Personalmente mi ritengo fortunato perchè, vivendo sempre a contatto con le aziende agricole e avendo fatto l’istituto tecnico agrario, ho potuto applicare la teoria ma mi rendo conto che molti miei colleghi tra qualche mese saranno laureati come me e purtroppo non hanno avuto la stessa fortuna.
Bisogna quindi apportare delle modifiche al sistema scolastico e soprattutto uniformare non solo i titoli ma anche le competenze; solo così potremo dialogare, fare squadra e vincere le sfide globali.

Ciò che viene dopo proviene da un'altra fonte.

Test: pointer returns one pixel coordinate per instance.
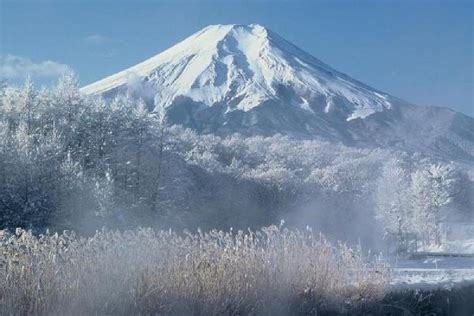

Si è sentito molto di questa riforma della scuola, e tendenzialmente le idee di fondo mi sembrano interessanti (tranne l’assunzione indiscriminata dei precari). E’ evidente che siamo in un mondo che richiede meno “votazioni” e più “forma mentis”, meno conoscenze a loro stanti e più elasticità mentale e interesse. Il mondo del lavoro chiede sia la preparazione, ma molto anche la voglia di imparare e “crescere”. Non basta un buon voto e nemmeno la laurea (detto da uno che sta per conseguire la laurea magistrale). Spesso il laureato crede che gli sia dovuto il lavoro, ma purtroppo credo che abbia frainteso la vera idea partenza del percorso di studio e il modo con cui ha studiato. Un po’ come quelli che credono che l’università debba insegnare a far un lavoro particolare, invece che creare una mente in grado di affrontare i problemi.
Un buon sistema scolastico non può non partire da questo e soprattutto dalla possibilità di “liberare” le risorse mentale e umane di ogni singolo studente, in modo diversi, ma non sono il università. Penso che questo manchi nella scuola moderna (non in tutte ovviamente), indaffarata tra scioperi, voti da dare, posizioni ottenute, burocrazia, programmi ministeriali etc. Non che siano cose da non considerare, ma devono avere un unico scopo, quello dello studente.
E’ vero inoltre ciò che viene riportato nell’ultimo capoverso, rispetto all’unificazione di sistemi scolastici e dei titoli ottenuti. Per noi agronomi è evidente la necessità di essere equiparati ai nostri colleghi europei, non come dottori, ma come ingegneri. Carica che per il percorso di studi e la complessità dei problemi ci spetterebbe (probabilmente con qualche aggiustamento didattico comunque). Questo favorisce sicuramente una possibilità vera di circolazione di idee, menti e persone nell’unione europea, troppo spesso ridotta a fini economici (sia dai sostenitori che dai nemici dell’unione).